I woke up with the sound of her voice in my ears. It was so real, but the peculiar part is that even though it was exactly something my mother would say to me, I have no memory of such a day. I have drawn here my mother’s hands, strong and brown, as she draws the weed from the earth, root and all.

Bee Farseer’s dream journal

My foolish choice, often made, is that I do not sleep well and long on the night before a momentous task. A harsh dream of a rabbit screaming in a trap stirred me to groggy awareness. The feel of the ship had changed. Sometime in the night we had anchored. I’d slept through that?

I’d finally mastered the art of getting out of a hammock, and even in the dark I managed it well enough. I could hear Lant’s snoring and Per’s childish breathing. My head still felt heavy with sleep and I had no idea of how much time had passed. The belowdecks lantern did not cast light so much as destroy the total darkness. I groped for my boots, pulled them on, and found the ladder to the deck by touch. I yawned, trying to waken myself more fully. I felt dulled and deadened.

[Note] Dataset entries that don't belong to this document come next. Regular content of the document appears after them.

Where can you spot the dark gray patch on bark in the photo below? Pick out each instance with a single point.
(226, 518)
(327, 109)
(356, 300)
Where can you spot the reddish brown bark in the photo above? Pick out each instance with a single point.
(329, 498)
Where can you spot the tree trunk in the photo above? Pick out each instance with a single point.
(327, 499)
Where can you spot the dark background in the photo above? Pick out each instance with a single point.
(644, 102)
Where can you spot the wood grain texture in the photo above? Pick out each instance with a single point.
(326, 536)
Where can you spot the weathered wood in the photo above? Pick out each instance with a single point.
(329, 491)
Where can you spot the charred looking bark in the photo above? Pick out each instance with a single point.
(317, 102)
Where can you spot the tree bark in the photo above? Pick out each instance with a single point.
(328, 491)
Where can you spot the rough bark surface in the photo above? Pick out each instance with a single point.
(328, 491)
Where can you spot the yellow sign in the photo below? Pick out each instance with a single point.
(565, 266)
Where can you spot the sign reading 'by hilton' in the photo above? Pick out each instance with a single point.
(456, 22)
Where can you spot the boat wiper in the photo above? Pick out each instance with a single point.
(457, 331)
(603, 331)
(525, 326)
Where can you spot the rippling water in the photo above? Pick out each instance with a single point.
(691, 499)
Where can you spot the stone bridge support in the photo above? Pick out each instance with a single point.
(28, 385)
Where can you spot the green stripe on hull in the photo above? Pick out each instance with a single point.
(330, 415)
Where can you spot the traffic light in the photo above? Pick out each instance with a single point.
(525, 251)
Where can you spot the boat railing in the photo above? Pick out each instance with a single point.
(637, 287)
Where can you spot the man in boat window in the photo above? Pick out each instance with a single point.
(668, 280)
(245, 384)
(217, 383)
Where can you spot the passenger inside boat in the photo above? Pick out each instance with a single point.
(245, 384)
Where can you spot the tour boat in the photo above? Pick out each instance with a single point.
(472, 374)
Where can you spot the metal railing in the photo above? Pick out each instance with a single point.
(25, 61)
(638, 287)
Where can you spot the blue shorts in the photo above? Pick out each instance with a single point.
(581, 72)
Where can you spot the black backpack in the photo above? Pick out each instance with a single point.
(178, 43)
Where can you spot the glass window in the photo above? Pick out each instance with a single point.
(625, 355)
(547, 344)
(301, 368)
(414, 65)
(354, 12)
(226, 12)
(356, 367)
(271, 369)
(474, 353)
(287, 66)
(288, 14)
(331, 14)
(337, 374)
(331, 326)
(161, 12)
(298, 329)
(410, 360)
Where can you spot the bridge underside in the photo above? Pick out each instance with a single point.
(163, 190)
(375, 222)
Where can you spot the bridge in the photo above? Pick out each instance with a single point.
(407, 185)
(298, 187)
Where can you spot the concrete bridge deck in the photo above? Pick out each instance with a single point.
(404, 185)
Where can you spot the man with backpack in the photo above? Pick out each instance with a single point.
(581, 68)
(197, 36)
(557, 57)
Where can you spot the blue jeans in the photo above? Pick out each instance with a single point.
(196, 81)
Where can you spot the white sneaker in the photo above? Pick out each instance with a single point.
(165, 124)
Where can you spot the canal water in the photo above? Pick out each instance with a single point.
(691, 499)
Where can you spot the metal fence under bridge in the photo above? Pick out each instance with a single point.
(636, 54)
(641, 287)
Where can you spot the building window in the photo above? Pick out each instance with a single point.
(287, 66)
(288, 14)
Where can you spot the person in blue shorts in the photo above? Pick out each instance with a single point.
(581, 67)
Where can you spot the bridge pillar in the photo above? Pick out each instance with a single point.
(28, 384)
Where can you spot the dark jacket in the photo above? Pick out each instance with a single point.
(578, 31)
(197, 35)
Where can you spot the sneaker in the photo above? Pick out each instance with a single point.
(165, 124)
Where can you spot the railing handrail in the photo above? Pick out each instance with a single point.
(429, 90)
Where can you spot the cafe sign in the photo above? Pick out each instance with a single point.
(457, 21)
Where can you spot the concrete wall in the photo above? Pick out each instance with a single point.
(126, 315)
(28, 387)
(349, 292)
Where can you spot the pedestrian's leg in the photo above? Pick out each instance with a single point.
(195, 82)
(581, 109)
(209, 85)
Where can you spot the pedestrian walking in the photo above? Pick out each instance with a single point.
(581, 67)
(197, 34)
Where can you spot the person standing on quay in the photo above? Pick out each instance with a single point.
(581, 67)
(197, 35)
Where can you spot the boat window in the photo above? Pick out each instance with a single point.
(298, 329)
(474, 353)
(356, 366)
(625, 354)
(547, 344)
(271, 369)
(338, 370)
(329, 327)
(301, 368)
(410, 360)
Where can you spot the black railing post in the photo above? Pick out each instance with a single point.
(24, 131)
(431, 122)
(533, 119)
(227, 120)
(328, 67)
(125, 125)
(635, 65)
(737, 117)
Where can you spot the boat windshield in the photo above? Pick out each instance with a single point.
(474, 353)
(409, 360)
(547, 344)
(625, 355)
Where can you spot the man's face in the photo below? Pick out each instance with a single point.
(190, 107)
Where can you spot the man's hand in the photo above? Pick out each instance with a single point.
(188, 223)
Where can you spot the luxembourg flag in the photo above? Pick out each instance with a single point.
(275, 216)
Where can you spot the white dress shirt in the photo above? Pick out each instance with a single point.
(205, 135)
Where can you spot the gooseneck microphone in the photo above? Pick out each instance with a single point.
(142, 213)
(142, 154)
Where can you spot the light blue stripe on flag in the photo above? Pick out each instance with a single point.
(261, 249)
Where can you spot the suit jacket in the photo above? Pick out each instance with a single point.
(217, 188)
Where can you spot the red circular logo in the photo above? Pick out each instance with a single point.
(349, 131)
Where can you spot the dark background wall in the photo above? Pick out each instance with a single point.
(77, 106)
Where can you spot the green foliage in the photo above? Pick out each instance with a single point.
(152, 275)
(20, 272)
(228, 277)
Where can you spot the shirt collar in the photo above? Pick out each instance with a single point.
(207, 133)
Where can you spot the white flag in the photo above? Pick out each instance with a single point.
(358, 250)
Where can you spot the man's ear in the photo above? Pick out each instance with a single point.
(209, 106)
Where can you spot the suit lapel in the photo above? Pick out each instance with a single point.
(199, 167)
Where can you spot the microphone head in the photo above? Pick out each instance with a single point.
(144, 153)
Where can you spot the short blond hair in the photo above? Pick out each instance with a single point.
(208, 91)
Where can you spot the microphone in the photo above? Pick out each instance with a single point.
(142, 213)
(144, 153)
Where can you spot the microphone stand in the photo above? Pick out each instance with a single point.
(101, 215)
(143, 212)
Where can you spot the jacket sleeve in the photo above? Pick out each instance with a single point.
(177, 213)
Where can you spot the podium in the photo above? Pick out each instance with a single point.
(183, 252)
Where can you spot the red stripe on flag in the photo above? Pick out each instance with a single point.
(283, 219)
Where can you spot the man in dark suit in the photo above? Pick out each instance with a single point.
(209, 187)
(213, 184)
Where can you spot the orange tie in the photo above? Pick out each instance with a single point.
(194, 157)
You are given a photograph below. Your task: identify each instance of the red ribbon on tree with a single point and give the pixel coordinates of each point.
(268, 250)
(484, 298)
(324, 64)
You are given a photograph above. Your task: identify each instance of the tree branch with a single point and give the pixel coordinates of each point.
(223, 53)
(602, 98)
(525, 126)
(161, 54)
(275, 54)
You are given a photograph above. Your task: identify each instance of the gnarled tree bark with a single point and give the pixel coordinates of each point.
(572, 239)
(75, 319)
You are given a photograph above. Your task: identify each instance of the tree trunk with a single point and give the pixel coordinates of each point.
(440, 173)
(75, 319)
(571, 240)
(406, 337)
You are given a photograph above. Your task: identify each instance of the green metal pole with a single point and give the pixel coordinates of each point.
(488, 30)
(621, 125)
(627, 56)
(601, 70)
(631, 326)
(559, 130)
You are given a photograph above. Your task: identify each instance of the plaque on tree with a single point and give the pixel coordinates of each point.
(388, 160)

On the horizon, there was a promise of light to come. I rubbed my eyes, my body still protesting at being awake. I drifted aft and avoided Althea and Brashen standing close together, looking out not at the city but at the sea outside the harbour. I found my own quiet place on the railing and stared at Clerres as light grew in the sky. The city was even prettier by dawn, a place of manicured greenery and tidy dwellings of pink and pale green and sky blue. I watched the city begin to awaken. I smelled the elusive fragrance of fresh baked bread, and watched several small fishing vessels leave the harbour. I saw the tiny figures of a man and donkey cart descend from the gentle hills to the awakening city. There was only one large ship in the harbour, her figurehead a carved bouquet. So peaceful. My body longed for more sleep. I blinked my eyes, feeling as if I had dozed off standing there.